Vision is crucial to getting unstuck. For openers, without a vision, it’s difficult to know which direction is “up” – and most importantly, it is the source of our willingness to take the next risk step. Think of a time when you were positively compelled to have something you wanted or wanted to do. I’ll bet you had no trouble getting up in the morning and going to work on it. In fact, you probably couldn’t have stopped yourself if you tried. When we think about our next steps, we run them by a committee of our fears. Unless we have a compelling vision that is more powerful, our committee will always win the argument. Vision keeps us focused on the positive portion of our beliefs. It’s about creating a fulfilling lifestyle – a blueprint for your life. You check in with it daily to support the life you’re building and the steps you’re taking. Keep in mind the old saying: “aim at nothing and you’ll hit it every time.”
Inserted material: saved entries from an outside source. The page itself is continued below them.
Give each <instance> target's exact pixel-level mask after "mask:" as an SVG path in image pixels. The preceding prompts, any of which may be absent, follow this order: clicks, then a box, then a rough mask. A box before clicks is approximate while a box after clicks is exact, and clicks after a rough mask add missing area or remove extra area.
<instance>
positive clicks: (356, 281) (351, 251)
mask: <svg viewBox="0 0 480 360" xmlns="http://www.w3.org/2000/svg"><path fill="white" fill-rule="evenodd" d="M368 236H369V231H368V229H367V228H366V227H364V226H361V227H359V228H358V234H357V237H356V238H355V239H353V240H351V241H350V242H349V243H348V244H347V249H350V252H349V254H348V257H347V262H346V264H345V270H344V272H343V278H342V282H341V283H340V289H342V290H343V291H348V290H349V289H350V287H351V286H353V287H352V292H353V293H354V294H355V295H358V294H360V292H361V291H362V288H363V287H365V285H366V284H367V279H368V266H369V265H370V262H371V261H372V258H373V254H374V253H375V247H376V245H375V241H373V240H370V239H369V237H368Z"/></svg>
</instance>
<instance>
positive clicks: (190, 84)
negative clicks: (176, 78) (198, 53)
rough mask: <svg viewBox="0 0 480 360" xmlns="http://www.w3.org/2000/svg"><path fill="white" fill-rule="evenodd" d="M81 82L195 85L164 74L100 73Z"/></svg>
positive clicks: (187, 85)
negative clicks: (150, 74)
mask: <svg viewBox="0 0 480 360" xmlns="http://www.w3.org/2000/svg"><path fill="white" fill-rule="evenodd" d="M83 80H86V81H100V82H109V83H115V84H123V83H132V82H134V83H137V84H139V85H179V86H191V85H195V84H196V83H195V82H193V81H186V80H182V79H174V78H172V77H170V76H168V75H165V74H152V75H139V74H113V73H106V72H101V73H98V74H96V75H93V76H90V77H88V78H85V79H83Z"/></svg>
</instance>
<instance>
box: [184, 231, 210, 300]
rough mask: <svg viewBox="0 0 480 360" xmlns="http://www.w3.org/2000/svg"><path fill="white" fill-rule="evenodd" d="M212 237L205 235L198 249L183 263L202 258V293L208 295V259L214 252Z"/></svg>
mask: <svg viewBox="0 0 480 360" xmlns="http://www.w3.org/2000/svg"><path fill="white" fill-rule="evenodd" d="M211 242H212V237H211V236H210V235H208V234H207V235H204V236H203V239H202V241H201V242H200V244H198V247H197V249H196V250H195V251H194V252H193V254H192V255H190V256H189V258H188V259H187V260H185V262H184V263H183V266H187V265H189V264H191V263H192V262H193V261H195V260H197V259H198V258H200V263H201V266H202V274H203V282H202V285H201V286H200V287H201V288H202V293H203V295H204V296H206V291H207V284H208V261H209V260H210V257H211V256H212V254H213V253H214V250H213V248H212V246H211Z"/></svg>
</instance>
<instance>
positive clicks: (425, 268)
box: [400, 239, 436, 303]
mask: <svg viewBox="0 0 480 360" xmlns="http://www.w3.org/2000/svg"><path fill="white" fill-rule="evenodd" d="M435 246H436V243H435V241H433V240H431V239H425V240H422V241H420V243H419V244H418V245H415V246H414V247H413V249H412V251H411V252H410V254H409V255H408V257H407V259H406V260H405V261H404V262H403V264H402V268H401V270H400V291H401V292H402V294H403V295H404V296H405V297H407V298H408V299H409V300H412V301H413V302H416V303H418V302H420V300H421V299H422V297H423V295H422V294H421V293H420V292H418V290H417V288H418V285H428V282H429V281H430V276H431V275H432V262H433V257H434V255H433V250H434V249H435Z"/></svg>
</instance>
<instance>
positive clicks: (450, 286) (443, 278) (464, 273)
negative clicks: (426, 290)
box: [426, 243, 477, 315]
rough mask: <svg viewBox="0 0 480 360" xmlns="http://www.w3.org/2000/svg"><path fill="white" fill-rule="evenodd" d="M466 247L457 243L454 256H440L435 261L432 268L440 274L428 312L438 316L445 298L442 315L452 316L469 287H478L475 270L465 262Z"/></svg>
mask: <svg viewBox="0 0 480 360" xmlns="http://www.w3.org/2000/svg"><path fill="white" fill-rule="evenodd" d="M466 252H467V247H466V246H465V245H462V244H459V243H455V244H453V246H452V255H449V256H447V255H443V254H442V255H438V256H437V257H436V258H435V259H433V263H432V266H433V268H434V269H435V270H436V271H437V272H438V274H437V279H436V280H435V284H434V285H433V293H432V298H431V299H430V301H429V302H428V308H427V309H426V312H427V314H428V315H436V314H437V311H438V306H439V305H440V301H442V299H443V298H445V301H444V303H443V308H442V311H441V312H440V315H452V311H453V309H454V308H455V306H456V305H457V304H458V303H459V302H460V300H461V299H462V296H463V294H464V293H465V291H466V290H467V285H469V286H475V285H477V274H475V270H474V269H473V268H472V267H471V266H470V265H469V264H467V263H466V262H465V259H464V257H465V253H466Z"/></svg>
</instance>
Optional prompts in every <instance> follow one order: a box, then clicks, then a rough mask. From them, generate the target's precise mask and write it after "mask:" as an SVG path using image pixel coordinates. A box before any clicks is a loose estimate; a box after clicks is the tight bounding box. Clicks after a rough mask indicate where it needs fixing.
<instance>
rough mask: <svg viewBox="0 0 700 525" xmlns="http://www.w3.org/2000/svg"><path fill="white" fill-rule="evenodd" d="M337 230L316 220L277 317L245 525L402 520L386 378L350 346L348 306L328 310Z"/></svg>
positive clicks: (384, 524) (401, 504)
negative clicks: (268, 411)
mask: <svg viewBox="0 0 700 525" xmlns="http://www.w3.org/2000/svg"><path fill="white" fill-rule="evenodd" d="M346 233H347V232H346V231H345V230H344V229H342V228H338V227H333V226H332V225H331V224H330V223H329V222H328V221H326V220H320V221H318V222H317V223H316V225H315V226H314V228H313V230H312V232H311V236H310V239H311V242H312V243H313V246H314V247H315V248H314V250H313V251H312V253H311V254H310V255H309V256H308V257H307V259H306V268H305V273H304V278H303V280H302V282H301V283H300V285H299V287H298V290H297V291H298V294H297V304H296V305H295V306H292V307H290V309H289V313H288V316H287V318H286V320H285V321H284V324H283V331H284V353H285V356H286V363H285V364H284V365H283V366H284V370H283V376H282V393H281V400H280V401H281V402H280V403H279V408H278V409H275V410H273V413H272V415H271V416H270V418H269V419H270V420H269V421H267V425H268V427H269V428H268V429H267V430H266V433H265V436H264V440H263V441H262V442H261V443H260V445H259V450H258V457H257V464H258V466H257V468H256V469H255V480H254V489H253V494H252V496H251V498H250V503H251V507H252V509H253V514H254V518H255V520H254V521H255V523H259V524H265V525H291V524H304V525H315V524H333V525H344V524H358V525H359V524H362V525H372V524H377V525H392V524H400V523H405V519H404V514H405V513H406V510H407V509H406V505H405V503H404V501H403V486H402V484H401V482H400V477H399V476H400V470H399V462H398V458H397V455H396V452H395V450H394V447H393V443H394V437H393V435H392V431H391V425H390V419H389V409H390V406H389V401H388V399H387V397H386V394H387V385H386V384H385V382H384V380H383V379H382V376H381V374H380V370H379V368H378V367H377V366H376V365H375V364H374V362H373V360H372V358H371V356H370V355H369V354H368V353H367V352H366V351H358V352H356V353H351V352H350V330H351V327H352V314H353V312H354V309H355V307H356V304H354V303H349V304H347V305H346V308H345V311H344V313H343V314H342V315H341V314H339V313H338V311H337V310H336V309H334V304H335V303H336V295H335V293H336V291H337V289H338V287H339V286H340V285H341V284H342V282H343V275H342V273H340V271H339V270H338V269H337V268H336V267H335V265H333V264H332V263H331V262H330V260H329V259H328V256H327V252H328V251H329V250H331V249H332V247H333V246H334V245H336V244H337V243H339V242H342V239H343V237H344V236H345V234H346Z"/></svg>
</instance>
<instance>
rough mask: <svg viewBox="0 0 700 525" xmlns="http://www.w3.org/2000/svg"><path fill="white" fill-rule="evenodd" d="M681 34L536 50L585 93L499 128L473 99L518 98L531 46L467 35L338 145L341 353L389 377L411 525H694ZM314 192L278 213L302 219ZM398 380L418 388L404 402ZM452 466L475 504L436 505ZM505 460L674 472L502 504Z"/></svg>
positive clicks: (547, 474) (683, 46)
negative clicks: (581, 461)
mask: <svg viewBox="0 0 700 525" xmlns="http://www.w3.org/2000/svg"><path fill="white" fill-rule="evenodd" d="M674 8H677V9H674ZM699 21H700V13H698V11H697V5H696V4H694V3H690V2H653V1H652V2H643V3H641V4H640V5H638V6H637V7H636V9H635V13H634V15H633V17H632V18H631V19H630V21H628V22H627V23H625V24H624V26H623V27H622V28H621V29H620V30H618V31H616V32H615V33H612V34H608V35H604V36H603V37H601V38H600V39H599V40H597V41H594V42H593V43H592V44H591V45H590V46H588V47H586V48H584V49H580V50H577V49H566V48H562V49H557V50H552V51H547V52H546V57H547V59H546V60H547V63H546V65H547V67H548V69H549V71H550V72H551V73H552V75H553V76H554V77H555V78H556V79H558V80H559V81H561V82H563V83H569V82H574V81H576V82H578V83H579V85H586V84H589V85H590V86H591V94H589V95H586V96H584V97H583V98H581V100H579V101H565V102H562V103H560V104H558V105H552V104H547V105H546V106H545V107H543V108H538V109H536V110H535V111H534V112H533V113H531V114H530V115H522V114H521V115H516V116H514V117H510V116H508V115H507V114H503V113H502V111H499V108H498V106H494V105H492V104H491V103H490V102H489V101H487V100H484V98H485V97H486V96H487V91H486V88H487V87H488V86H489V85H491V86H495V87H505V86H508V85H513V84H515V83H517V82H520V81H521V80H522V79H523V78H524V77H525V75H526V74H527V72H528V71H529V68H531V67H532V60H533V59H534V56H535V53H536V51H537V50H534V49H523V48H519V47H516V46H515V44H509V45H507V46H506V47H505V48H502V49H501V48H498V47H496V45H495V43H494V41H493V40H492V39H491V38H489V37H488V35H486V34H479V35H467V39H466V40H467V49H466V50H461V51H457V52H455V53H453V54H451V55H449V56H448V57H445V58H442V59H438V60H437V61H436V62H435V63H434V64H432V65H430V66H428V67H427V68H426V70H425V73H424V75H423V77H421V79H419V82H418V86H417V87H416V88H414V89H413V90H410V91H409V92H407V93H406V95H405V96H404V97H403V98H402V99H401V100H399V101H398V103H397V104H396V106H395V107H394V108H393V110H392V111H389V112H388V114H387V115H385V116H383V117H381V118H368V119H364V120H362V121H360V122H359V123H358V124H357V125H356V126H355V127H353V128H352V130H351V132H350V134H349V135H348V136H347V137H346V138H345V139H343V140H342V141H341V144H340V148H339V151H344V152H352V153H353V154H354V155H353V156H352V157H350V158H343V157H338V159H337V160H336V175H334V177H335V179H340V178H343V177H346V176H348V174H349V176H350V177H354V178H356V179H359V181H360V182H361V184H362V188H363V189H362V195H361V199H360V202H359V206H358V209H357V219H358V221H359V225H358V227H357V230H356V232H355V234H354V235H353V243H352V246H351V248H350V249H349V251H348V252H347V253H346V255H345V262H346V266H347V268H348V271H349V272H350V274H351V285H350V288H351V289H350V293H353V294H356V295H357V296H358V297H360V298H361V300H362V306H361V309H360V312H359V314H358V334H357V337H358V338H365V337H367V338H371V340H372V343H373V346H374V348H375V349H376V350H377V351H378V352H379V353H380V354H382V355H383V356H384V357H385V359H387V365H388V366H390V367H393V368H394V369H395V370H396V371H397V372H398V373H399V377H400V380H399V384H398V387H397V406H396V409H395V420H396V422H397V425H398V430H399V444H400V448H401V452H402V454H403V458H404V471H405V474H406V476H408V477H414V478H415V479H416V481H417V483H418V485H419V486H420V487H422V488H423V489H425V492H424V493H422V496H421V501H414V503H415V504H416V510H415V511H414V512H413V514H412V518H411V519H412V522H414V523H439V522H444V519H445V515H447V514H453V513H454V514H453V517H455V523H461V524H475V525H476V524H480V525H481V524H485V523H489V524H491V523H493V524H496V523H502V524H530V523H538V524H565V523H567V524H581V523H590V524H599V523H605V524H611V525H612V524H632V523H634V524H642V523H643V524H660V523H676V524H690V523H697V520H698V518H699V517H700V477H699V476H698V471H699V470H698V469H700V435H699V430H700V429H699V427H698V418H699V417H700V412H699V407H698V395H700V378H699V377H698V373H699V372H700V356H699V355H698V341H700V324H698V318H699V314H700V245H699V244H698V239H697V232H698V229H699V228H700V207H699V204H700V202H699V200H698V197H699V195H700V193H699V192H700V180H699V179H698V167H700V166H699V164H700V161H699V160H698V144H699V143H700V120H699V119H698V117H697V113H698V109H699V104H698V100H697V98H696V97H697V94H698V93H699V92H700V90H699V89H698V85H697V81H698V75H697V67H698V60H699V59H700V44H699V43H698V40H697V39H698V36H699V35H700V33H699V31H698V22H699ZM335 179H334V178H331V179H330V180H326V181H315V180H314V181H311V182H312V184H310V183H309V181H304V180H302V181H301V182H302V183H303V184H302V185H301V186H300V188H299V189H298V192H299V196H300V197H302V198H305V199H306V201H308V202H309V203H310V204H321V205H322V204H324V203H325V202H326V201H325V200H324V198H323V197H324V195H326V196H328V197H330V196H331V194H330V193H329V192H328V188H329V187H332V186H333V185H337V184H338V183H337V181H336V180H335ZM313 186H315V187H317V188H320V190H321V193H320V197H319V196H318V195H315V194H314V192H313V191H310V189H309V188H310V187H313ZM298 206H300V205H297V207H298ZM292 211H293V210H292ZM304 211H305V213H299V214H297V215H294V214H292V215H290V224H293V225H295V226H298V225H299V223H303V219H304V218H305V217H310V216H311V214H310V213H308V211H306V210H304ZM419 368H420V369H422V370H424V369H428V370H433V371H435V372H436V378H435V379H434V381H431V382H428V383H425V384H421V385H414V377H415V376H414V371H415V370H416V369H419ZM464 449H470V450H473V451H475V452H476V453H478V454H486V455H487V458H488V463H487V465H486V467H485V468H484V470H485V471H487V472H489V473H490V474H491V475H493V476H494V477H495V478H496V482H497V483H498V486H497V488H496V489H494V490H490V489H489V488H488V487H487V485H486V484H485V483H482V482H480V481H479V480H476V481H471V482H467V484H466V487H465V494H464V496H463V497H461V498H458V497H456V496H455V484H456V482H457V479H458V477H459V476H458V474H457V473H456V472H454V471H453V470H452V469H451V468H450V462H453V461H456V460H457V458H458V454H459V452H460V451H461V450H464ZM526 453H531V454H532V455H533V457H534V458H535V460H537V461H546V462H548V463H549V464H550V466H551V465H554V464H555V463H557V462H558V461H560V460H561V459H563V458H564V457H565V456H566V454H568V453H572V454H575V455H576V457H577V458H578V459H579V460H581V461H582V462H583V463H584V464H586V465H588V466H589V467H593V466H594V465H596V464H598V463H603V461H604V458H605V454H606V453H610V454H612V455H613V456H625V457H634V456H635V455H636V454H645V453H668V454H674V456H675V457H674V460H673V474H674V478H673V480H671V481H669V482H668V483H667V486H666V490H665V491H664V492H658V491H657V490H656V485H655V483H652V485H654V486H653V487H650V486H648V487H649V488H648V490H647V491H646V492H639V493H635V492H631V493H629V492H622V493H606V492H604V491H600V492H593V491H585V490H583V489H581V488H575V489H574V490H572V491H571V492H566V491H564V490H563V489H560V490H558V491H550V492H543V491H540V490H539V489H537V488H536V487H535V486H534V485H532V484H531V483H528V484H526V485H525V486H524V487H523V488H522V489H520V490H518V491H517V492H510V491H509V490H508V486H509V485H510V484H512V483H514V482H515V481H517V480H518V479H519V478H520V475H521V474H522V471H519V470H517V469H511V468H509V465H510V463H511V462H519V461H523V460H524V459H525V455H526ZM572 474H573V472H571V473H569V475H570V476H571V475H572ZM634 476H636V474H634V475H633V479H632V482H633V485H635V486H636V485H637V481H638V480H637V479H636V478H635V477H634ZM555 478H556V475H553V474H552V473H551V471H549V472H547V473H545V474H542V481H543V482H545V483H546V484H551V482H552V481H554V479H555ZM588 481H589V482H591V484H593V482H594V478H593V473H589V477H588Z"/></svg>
5. Take Action and Use Support

A vision without action is just a daydream. And action is the catalyst to get unstuck. W. Edwards Deming used to say, “Excellence is achieved one incremental step at a time.” Sometimes what holds us back is looking to the future and becoming overwhelmed with the distance from here to there. That can be intimidating – inertia sets in – inaction and shutdown, which is synonymous with “stuck.” Getting unstuck requires focused action. We take action when the journey becomes its own reward. When each step is rewarding, we stay motivated.

The most difficult thing is to get started. Here are the steps to get into action:

  • Decide on the next incremental action step to be taken on course with your vision.
  • Set a deadline for completion of the action step.
  • Gather support. Put a dream team of people in your corner – people who will not buy your excuses and reasons for being stuck. Tell them your next action step and the deadline. Sometimes people want to support you to do it their way. Instruct them in what works best for you.
  • Do it quickly. If it’s worth doing, then do it now. Henry Miller wrote, “Life, as it is called, is for most of us one long postponement.” As we are taking the next step up and hit our doubt, worry, frustration and difficulty, the temptation is to quit.

Most people spend their lives getting ready to do something. Edward Young wrote, “Procrastination is the thief of time.” When you have vision as your guide, when you are taking steps to achieve it; and when you have unyielding support – you will get unstuck.

  • Win or lose, celebrate that you took the step up. When you take the next step and win, take some time to acknowledge yourself. Even if you take the risk and fail, there is cause for celebration. Taking the risk is indeed its own reward. When you detach from the results and attach to the process, you are being successful – and the rewards are sure to come.

William James said, “About ten percent of the people will take the risks necessary to have a rich and fulfilling life. The other ninety percent will spend their lives finding the reasons, excuses and justifiers for why their lives aren’t working out very well.” Reasons are what we see when we lose sight of our vision and staying stuck is the result.

Jim Rohn wraps it nicely when he states: “Success lies in the opposite direction of the normal pull. Average people look for ways of getting away with it; successful people look for ways of getting on with it.”